Although I live just ten minutes down the road from Glyndebourne, I have only been to see two operas there: a technicolour version of Englebert Humperdinck’s Hänsel und Gretel in which the witch was the cashier in a Roald Dahl-esque sweetie supermarket; and a sumptuous production of Mozart’s Die Entführung aus dem Serail in baroque colours of burgundy and gold.
On both those occasions, I only saw the garden fleetingly as it was either winter or raining. So I couldn’t pass up the opportunity to visit the inaugural Glyndebourne Open Gardens on Sunday, for a modest entrance fee of £10 which goes towards the garden fund. I discover borders as full of theatrical colour as the stage productions.
Under head gardener Kevin Martin and his four man team, the gardens at Glyndebourne are a work of artistic merit in their own right. As soon as you approach the modern auditorium surrounded by a jungle of tree ferns and giant cannas, you are transported to an exotic world a million miles away from the tranquil South Downs.

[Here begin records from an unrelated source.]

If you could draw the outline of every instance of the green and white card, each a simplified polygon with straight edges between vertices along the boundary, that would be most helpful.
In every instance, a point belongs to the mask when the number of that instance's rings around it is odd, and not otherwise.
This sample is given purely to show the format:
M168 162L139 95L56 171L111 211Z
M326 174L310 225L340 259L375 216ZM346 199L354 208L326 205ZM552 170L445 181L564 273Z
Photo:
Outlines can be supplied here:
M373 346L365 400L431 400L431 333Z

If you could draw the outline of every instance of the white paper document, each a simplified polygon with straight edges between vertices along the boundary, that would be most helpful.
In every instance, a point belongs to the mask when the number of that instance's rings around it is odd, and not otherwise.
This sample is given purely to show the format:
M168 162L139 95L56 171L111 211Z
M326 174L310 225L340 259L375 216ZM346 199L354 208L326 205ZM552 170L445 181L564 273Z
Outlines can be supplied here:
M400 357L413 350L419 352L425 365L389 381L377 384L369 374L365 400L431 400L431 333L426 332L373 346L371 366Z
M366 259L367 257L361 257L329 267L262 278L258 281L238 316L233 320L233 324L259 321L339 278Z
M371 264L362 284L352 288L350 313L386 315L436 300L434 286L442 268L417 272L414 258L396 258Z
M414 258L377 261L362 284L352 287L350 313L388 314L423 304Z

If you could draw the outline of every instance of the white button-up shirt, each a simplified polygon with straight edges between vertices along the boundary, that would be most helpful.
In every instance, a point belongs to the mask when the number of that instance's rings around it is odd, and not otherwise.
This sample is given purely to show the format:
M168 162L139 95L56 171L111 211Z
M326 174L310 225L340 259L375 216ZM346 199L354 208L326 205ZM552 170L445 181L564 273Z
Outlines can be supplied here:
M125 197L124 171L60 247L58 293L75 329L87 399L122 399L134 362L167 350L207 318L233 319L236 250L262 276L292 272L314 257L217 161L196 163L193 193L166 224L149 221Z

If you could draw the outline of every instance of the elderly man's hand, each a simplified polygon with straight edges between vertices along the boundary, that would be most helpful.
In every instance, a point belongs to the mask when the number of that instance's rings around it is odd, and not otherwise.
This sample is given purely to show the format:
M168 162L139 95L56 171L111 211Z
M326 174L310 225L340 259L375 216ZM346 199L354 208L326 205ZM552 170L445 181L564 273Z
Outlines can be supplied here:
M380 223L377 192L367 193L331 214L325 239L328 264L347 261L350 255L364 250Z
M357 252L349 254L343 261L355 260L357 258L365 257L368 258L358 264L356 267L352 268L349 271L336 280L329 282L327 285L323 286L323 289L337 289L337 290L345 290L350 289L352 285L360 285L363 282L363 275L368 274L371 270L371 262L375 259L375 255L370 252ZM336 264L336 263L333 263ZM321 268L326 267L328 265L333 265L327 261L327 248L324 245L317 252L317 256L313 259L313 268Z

Coming out of the main entrance area I encounter the Organ Room, which has the graceful yet imposing air of an Oxford college. This opens out onto the terrace in front of the main eighteenth century house, laid by Glyndebourne’s founder John Christie in the 1920s. The planting around this well-trodden path (which is the main route from the coach park to the auditorium) is brilliant and clashing: scarlet dahlias, soft pink cosmos, purple sedums, towering Persicaria orientalis with hot pink flower tassels. From the lawn below you can see frothy blush-coloured roses and clouds of pink and white Erigeron karvinskianus.
The Wild Garden Border forms a bridge between the formality of the house and terrace and the informality of the bucolic pastures beyond, where sheep graze peacefully around a modern sculpture. Orange is the predominant colour here, with flames of Mexican Sunflower (Tithonia rotundifolia ‘Torch’) and yet more vibrant dahlias.
Across the lawn there are beds of blue clematis and salvias and a white border with tall trumpets of Nicotiana – throughout the garden there is a playful approach to height with tall plants popping up like the high notes in an aria.
The garden is designed to be at its best in the summer season when it becomes homes to legions of picnicking opera goers in evening dress, so it is little surprise that the rose garden is a little overblown and past its best. But there is still plenty to look at: the perfect Alice in Wonderland croquet lawn, the elegant Urn Garden with its contrasts of yellows, pinks and blues, the classical rectangular pool overlooked by a Henry Moore reclining figure and the magical Bourne Garden, Martin’s own favourite part of the garden in late summer, with a heady mix of grasses, more cannas and tree ferns, late flowering salvias, dahlias, asters and Helianthus as well as Verbena bonariensis and Acanthus mollis.
Along the way I stop off at the plant stall run by a local nursery and treat myself to a Aster x frikartii ‘Monch’ and a Sedum ‘Red Cauli’. Finally, I visit the greenhouses which are a little bare at this time of year and the kitchen garden which supplies the table at the big house, where, delightfully, sweetcorn and pale lemon roses grow side by side.
Opera at Glyndebourne is a fixture in the summer season. Let’s hope the Glyndebourne Open Gardens follows suit.